Por Elena Hernández
Me encuentro en la víspera del Año Nuevo, barriendo las hojas secas que el viento ha acumulado en mi cochera, después de un extraño calor veraniego de medio día. A medida que baja el sol comienza a sentirse el aire helado que acecha y anuncia el siguiente frente frío. Me detengo un momento, tomo un respiro, me apoyo en la escoba nueva de color verde que compré junto con mi renovado kit de limpieza para dar vuelo a mis ansias de ordenada compulsiva, y pienso en cómo todo tiene un ciclo en la vida: nuestros abuelos, nuestros padres, nosotros mismos, nuestros hijos, los animales, los árboles, el día, la noche, todo, y trato de imaginar la vida de aquellas hojas que hoy, por lo menos en mi casa, terminarán en la bolsa de la basura hacia un desolado destino en el basurero municipal. Pobres y desdichadas hojas que no conocerán un camino mejor dónde seguir evolucionando, por ejemplo, en una composta, en la que darían vida y nutrirían en conjunto con simpáticas lombrices otra tierra, otro árbol, otras hojas. En fin, aquí les tocó vivir, diría Cristina Pacheco. Y sólo me conforta saber que fueron amadas; yo las amé, desde que nacieron en aquella enredadera de la entrada, tan hermosas y verdes la primavera pasada. Algunas fueron hogar de arañas, de abejas, otras alimentaron una que otra hormiga u oruga o catarina hasta que comenzaron a secarse, luego vino la helada de tres días, la nieve tan blanca que cubrió divinamente todo el jardín de mi casa y en la que aquellas hojas sobrevivientes del otoño terminaron por sucumbir. Luego, con ayuda del viento se desprendieron, indefensas, ligeras, inertes y volaron un poco, solo un poco, y una tras otra se acumularon aquí bajo mis pies.
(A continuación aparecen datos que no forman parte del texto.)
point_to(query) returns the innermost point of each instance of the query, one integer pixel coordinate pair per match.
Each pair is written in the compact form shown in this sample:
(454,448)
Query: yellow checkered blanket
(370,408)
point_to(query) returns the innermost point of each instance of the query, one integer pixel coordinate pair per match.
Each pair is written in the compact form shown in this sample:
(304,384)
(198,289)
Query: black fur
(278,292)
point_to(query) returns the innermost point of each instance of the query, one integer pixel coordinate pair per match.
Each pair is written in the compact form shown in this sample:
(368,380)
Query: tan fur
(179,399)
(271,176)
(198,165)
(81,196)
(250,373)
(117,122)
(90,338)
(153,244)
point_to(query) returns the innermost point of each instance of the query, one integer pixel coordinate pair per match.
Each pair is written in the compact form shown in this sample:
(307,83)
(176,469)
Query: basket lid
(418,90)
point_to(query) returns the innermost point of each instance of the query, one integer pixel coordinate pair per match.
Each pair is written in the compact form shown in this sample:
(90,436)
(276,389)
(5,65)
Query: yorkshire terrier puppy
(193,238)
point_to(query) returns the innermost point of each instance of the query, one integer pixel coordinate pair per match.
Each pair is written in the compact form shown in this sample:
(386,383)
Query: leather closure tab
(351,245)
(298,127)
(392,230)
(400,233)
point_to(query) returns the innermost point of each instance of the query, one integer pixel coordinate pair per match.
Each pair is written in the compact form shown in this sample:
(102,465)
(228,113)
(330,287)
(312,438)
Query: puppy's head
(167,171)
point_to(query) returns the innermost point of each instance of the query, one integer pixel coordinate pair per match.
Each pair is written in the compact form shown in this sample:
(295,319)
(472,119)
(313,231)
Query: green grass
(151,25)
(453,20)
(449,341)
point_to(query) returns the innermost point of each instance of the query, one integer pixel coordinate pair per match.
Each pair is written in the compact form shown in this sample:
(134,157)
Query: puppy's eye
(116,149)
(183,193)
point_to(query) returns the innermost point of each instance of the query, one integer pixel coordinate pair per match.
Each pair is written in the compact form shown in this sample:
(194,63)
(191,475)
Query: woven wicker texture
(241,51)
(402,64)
Es triste cuando solo miramos el final, cuando no tenemos la capacidad de ver hacia atrás y sentir alegría por el camino recorrido, por los esfuerzos, los logros acumulados, por las pequeñas o grandes hazañas, cuando no somos conscientes de todo lo que nos trajo hasta este instante en el que terminamos sostenidos de una escoba.
Me doy cuenta de que cuando apreciemos el presente sin llorar el pasado o anhelar el futuro, podemos simplemente seguir barriendo, seguir caminando, seguir escribiendo, seguir haciendo lo que hacemos cada día sin sentir que desperdiciamos una vida. Satisfechos y plenos con lo que somos y lo que hacemos, sin sentirnos mal porque no viajamos tanto o porque no leemos tanto o porque no amamos tanto o lo que cada uno sienta o crea que nos hace falta y nos gustaría hacer si supiéramos que mañana vendrá esa helada que congelará para siempre nuestros cuerpos. Yo, seguí barriendo.